Employment prospects brightened for many unemployed in November, as 59,000 jobs were added to the economy and the unemployment rate dropped to 7.2 per cent. Most of the gains were in full-time positions—which posted their largest monthly gain since April—and in the private sector. The November job report also painted an improved employment picture for those aged 15 to 24. At 14 per cent, the unemployment rate for youth is now on par with where it was in early spring, a significant improvement from the high of 15 per cent it reached in September.

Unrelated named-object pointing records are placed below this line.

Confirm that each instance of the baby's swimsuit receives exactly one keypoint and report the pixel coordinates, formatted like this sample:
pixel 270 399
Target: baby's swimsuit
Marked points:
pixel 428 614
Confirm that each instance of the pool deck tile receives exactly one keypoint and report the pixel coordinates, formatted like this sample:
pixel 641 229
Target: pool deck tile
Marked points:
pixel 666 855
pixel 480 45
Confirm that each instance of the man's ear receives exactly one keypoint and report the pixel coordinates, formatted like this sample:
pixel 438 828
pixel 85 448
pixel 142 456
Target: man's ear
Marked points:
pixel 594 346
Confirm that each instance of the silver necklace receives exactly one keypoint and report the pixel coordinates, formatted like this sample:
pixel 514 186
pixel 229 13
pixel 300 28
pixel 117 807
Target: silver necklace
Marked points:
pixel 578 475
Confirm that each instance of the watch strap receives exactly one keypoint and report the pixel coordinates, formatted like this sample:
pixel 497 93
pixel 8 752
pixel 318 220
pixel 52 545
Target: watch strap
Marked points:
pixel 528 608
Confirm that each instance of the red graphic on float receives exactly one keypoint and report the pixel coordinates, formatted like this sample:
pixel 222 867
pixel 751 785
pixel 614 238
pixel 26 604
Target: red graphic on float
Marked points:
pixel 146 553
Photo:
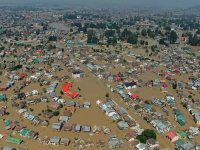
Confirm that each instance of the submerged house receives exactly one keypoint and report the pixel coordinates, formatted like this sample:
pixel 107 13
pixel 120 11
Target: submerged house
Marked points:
pixel 14 140
pixel 114 142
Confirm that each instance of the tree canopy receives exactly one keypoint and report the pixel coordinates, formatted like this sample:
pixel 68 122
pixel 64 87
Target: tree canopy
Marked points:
pixel 146 134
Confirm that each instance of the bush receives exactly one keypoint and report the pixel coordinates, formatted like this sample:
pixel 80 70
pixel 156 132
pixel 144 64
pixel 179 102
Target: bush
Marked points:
pixel 56 113
pixel 107 95
pixel 44 90
pixel 146 134
pixel 142 139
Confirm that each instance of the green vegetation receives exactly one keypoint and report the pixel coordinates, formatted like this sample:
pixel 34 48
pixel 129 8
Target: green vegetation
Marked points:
pixel 56 113
pixel 92 37
pixel 107 95
pixel 146 134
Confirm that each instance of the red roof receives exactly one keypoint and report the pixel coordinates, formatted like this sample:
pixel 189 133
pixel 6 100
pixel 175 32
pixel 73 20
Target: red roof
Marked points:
pixel 65 89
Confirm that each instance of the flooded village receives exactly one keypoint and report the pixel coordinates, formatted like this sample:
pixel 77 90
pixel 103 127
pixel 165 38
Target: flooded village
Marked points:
pixel 97 78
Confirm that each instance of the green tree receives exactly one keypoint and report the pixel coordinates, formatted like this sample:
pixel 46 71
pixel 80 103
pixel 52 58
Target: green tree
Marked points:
pixel 107 95
pixel 132 39
pixel 173 37
pixel 56 113
pixel 142 139
pixel 144 32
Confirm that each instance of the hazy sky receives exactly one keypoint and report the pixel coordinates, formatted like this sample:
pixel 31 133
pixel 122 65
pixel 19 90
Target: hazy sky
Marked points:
pixel 156 3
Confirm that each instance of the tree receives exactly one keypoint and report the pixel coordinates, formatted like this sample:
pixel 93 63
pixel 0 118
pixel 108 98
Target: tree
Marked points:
pixel 173 37
pixel 142 139
pixel 126 33
pixel 162 41
pixel 61 92
pixel 110 33
pixel 174 86
pixel 132 39
pixel 149 134
pixel 107 94
pixel 168 28
pixel 144 32
pixel 56 113
pixel 91 37
pixel 146 134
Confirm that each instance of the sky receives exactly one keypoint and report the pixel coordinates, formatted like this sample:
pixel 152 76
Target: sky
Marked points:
pixel 130 3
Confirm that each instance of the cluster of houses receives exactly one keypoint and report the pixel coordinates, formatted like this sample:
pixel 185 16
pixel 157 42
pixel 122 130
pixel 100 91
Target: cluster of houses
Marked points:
pixel 3 97
pixel 23 112
pixel 22 95
pixel 20 129
pixel 55 140
pixel 179 139
pixel 177 113
pixel 76 128
pixel 14 77
pixel 146 111
pixel 52 87
pixel 117 114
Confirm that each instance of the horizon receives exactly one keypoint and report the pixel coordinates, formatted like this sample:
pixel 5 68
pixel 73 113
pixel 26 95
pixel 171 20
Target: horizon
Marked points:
pixel 110 3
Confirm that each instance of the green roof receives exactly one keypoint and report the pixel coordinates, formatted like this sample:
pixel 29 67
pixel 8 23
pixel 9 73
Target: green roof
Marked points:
pixel 14 140
pixel 181 122
pixel 182 134
pixel 23 132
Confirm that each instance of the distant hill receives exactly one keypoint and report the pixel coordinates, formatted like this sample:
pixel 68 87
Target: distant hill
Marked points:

Job gains were predominantly in the services-producing sector. Accommodation and food services, professional, scientific, and technical services, and the wholesale and retail trade industries each added more than 22,000 jobs. The goods-producing sector did not have a great month, and several services sectors felt the pain as well. Manufacturing, transportation and warehousing, and the business, building, and other support services industry each lost more than 10,000 positions.
Ontario accounted for most of the job gains, and the unemployment rate there fell 0.4 percentage points to 7.9 per cent. Quebec, Alberta, Manitoba, and Prince Edward Island also experienced significant job gains, while Nova Scotia lost some part-time positions. Employment was little changed in the other provinces.
Most of the gains were in full-time positions, which posted their largest monthly gain since April.
The pace of economic growth slowed markedly in the third quarter. The economy expanded at an annualized rate of only 0.6 per cent, compared with 1.7 per cent in both the first and second quarters. Declines in exports and business investment were the major drags on economic growth. Hurt by lower global demand from China and other regions, exports suffered their largest drop since the second quarter of 2009. Energy products and consumer goods contributed the most to the decrease in exports. Conversely, motor vehicles and parts exports grew for a fifth consecutive quarter. Meanwhile, imports increased, further deepening the trade deficit. Business inventories also made a positive contribution to GDP. Consumption expenditures increased substantially, with households, non-profit institutions, and governments all consuming more.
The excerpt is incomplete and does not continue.